Several authors have found that the volume of reirradiated tumor correlates with survival [6, 21, 29, 43, 44]. Although we have considered three different cut-offs for tumor volumes (of an ideal spherical tumor volume): 7 cm3 (corresponding to 2.4 cm in diameter), 14 cm3 (corresponding to 3 cm in diameter), and 33.5 cm3 (corresponding to 4 cm in diameter), neither tumor volume nor the number of lesions and their location were found to be significantly related to survival. With respect to toxicity, the radionecrosis data reported in the literature indicate an average of 5–14 % [16, 45, 46]. Otherwise, Fokas et al. [19] did not report high toxicity despite the fact that median tumor volume (35 cm3) was double than the volumes reported in previous studies, at a higher dose than the average reported in the literature. We also observed a low overall toxicity: only 7 (6 %) grade 3–4 neurological adverse events could be related to large s-SRS irradiated volumes. This may support the hypothesis that m-SRS could be a suitable option in difficult reirradiations, such as lesions larger than 4 cm or in the eloquent cortex.
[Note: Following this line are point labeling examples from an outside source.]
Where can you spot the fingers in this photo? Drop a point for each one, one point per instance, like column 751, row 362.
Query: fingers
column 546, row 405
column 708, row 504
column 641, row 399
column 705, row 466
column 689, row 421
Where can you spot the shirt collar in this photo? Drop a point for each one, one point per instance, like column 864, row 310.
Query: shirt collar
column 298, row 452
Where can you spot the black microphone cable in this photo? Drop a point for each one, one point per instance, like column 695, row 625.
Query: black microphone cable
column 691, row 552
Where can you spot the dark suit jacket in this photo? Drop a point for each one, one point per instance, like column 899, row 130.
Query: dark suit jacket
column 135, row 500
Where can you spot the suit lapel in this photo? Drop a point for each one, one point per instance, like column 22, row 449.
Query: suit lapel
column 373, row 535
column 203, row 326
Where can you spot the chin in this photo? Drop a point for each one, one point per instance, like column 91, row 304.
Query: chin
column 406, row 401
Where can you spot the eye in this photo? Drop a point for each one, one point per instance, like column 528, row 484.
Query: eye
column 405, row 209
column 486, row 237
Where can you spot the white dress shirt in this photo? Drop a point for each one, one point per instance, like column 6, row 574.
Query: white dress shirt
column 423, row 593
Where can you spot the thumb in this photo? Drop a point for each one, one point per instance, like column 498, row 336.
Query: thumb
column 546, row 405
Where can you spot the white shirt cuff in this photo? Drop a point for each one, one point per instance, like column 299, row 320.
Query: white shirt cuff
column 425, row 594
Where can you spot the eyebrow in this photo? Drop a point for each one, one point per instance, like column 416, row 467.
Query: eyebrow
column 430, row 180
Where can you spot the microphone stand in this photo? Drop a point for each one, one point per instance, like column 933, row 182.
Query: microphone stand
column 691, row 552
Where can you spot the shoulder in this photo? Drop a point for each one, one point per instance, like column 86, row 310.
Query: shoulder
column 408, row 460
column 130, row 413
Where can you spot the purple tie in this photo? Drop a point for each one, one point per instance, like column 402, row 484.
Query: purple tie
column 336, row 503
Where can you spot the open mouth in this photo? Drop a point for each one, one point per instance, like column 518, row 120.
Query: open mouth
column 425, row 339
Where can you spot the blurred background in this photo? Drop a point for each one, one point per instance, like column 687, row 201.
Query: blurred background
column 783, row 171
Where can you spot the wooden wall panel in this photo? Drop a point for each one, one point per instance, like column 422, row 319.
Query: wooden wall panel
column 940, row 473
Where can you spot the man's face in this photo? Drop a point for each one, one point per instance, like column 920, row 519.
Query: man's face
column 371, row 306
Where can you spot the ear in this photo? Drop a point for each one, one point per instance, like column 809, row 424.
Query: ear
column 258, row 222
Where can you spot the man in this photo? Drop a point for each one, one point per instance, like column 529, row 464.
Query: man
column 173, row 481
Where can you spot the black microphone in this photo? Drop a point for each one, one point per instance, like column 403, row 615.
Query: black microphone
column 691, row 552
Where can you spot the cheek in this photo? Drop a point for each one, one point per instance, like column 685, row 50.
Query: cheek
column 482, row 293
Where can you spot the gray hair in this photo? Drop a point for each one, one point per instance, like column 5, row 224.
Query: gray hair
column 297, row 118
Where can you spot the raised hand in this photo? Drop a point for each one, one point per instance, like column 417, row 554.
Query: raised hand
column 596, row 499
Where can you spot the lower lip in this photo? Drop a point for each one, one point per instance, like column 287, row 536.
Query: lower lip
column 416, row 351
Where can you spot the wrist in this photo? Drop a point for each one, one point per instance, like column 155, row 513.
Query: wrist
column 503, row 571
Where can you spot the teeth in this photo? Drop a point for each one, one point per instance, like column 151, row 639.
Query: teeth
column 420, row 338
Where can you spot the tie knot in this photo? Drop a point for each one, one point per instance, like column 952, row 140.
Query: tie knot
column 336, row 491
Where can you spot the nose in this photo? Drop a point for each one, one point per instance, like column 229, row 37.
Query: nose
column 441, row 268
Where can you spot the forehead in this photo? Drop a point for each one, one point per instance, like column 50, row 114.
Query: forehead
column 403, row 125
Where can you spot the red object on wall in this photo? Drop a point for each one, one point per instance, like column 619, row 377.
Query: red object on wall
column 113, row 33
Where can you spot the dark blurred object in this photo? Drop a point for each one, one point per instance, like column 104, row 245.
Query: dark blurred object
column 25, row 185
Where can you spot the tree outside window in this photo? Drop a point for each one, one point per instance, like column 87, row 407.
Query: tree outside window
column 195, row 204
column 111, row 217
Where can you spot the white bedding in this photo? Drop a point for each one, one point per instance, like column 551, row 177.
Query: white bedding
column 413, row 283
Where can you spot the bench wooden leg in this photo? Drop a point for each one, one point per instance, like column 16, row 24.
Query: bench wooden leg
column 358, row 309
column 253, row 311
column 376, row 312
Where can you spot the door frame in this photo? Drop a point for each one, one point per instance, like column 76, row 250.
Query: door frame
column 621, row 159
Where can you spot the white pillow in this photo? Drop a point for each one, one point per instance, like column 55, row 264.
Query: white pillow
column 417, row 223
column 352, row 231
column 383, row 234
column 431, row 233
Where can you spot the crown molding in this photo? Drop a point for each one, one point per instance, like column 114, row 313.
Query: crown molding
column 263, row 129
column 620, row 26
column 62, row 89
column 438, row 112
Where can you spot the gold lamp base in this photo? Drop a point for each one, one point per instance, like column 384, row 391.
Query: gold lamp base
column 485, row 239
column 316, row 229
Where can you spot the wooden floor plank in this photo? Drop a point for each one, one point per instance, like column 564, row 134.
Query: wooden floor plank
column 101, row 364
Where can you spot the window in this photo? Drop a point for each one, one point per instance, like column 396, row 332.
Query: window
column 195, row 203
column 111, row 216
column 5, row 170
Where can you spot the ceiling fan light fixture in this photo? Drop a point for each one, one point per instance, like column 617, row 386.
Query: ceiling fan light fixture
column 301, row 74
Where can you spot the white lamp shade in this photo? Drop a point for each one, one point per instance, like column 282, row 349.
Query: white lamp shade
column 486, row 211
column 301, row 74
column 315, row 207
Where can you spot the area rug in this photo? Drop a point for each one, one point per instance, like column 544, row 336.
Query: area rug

Thus, the high dose delivered by reirradiation SRS (single- and multi-fraction) involves a low toxicity profile and an encouraging outcome.

Conclusions

In our study, the large tumor volumes and number of lesions represented no obstacle for radiosurgical treatment as long as the dose was fractionated in order to prevent toxicity.

The question should no longer be whether or not reirradiation is a valid treatment option, but when and which salvage treatments should be administered in prospective trials.